1969 AMC SST 390–AMC Made A Monte Carlo First?

While not exactly the same as a Monte Carlo, you can see that AMC was trying for a very similar market segment with this Ambassador SST. Not only that, but this particular car was produced the year before the Monte Carlo was introduced–how about that! This nice looking semi-survivor is up for auction here on eBay, where the buy it now is a pricey $16,500 but bidding is well below that at the moment. The car can be picked up after the auction in Vancouver, Washington.

The Ambassador was restyled for 1969, with horizontal headlamps replacing the Pontiac-apeing vertical ones previously fitted. This particular example looks to be in nice, solid shape although there seems to be a dent behind the driver’s side front door if you look carefully at the first picture. The seller says zero rust-through; at least they define rust the same way I do.

The underside of the car looks every bit as nice as the top. Obviously the rear portion of the exhaust is new; I’m surprised AMC didn’t install some sort of dual system. I know I’d be tempted to–unless I decided to return the car to 100% stock. Which is why I haven’t mentioned the wheels yet. I know some of you will hate me for this, but I actually like them on this car. Horses for courses–and with a factory fitted 390 cubic inch four barrel V8, this has plenty of horses! 315 to be exact, with 425 ft-lbs of torque as well. That’s a Twin-track (limited slip) differential back there as well.

wasn’t expecting such a stylish interior, and the seller claims it is the original one.
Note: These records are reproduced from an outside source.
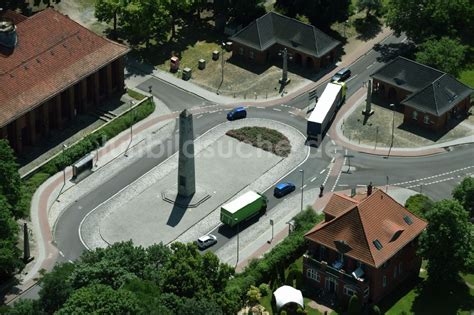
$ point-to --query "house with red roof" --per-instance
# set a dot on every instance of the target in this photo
(52, 69)
(365, 246)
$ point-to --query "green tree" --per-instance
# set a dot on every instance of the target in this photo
(447, 242)
(370, 6)
(354, 307)
(101, 299)
(419, 204)
(56, 287)
(464, 193)
(245, 11)
(421, 20)
(9, 253)
(109, 10)
(445, 54)
(10, 182)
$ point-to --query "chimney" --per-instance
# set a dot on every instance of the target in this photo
(369, 189)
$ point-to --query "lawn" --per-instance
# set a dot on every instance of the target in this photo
(467, 76)
(264, 138)
(419, 298)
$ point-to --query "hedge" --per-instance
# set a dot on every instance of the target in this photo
(277, 260)
(80, 149)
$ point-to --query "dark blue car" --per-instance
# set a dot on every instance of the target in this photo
(237, 113)
(283, 189)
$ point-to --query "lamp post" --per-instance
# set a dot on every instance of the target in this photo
(238, 232)
(131, 128)
(302, 188)
(392, 106)
(64, 169)
(222, 62)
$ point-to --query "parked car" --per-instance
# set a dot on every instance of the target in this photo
(283, 189)
(237, 113)
(342, 75)
(206, 241)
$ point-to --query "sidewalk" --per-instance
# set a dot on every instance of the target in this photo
(336, 134)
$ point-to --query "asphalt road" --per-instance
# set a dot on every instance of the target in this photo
(368, 168)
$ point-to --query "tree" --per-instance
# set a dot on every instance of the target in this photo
(464, 193)
(354, 306)
(109, 10)
(423, 19)
(10, 182)
(9, 252)
(419, 204)
(447, 242)
(56, 287)
(445, 54)
(369, 5)
(101, 299)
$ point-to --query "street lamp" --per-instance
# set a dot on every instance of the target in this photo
(64, 169)
(302, 188)
(131, 127)
(238, 232)
(271, 223)
(392, 107)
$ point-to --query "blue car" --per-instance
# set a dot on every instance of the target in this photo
(283, 189)
(237, 113)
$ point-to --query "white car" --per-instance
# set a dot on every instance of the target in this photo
(205, 241)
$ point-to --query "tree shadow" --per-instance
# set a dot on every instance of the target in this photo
(393, 50)
(442, 299)
(367, 27)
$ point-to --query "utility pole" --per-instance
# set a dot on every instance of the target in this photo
(302, 187)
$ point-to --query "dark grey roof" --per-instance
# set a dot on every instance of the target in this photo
(440, 96)
(433, 91)
(273, 28)
(407, 74)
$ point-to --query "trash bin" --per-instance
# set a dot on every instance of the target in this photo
(187, 73)
(202, 64)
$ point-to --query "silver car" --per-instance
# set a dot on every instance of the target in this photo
(206, 241)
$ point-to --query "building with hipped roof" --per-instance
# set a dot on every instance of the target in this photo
(52, 69)
(429, 98)
(265, 37)
(365, 246)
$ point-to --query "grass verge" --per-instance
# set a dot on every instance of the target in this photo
(80, 149)
(264, 138)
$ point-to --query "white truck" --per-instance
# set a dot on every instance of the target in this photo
(326, 107)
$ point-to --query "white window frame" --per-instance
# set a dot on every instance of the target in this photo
(349, 291)
(313, 274)
(426, 119)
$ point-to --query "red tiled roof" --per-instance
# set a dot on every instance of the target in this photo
(53, 52)
(377, 217)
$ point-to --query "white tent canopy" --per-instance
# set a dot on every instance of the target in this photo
(286, 294)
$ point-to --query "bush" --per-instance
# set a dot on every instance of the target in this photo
(77, 151)
(264, 289)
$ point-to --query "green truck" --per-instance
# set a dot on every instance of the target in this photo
(243, 208)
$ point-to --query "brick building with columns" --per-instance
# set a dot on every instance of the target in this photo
(51, 69)
(264, 38)
(429, 98)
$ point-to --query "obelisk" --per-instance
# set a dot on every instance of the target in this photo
(186, 168)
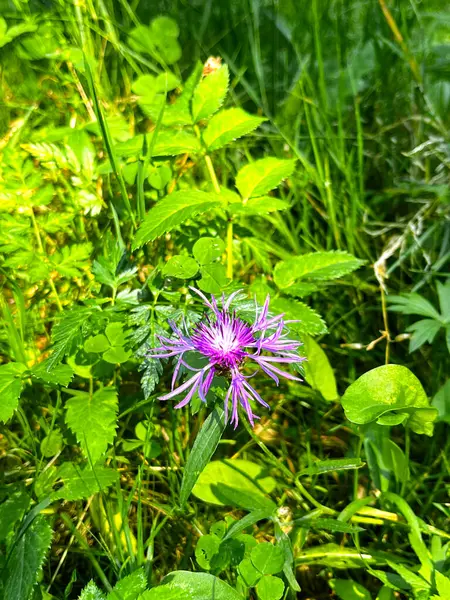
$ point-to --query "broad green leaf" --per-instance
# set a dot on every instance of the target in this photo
(52, 444)
(258, 206)
(228, 125)
(238, 526)
(115, 334)
(346, 589)
(261, 176)
(93, 420)
(10, 388)
(116, 355)
(386, 389)
(424, 331)
(240, 475)
(25, 563)
(318, 371)
(444, 299)
(267, 558)
(331, 465)
(91, 592)
(12, 511)
(83, 482)
(413, 304)
(204, 447)
(270, 588)
(315, 266)
(206, 549)
(172, 211)
(181, 266)
(67, 332)
(309, 322)
(97, 343)
(214, 278)
(192, 586)
(207, 250)
(59, 375)
(129, 587)
(442, 402)
(210, 93)
(249, 573)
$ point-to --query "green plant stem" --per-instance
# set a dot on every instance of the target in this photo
(42, 252)
(216, 186)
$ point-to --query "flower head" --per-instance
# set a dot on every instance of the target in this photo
(228, 344)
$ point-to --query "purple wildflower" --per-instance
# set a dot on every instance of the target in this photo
(228, 343)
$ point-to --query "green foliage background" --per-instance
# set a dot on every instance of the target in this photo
(310, 162)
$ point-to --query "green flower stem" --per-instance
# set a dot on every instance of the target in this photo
(42, 251)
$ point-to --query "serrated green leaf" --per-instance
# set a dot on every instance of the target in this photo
(258, 206)
(207, 250)
(83, 482)
(261, 176)
(59, 375)
(385, 389)
(315, 266)
(26, 560)
(93, 420)
(209, 94)
(12, 511)
(171, 212)
(66, 332)
(310, 322)
(318, 371)
(96, 344)
(214, 278)
(228, 125)
(10, 388)
(51, 444)
(183, 267)
(204, 446)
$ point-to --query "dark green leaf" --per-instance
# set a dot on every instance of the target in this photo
(385, 389)
(10, 388)
(261, 176)
(93, 420)
(171, 212)
(26, 560)
(267, 558)
(228, 125)
(202, 451)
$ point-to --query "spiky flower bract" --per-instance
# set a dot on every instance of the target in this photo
(228, 344)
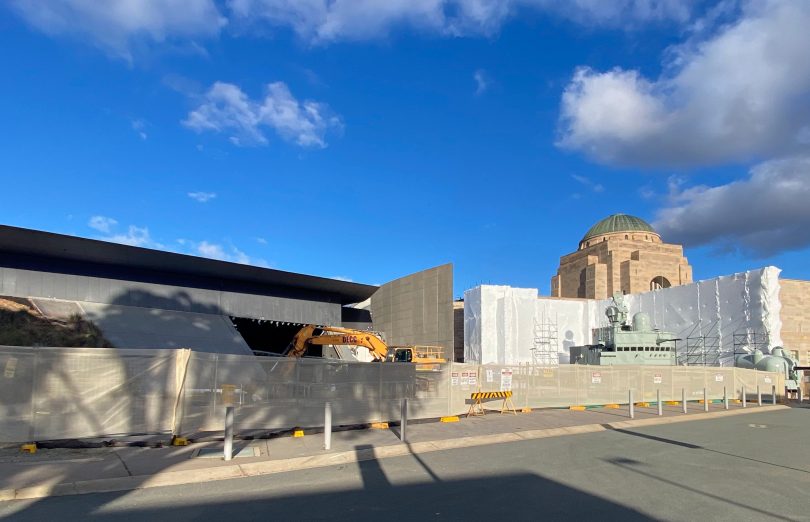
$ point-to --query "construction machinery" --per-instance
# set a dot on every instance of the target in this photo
(636, 342)
(426, 357)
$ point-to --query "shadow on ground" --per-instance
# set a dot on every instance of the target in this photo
(520, 496)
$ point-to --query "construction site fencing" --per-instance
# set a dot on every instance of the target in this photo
(65, 393)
Not only that, but there’s air conditioning, cruise control, tilt steering wheel, power steering and brakes too! There is some minor cracking on the dash according to the seller, and I appreciate their honesty as it’s hard to see in the pictures.

While the underhood area deviates a bit from stock, it certainly looks nice. I really wouldn’t change a thing on this car–apart from making sure it had the optional front disc brakes–just drive it and enjoy it. There were only 8,998 produced in 1969; I’m sure there aren’t many left now, and very few that look this nice. With 109,390 miles showing, the car has obviously been babied a lot; just the kind of cruiser I’d like to have. Would you rather have this, or a similar condition Monte Carlo, Thunderbird or Mopar? I’ll take the SST!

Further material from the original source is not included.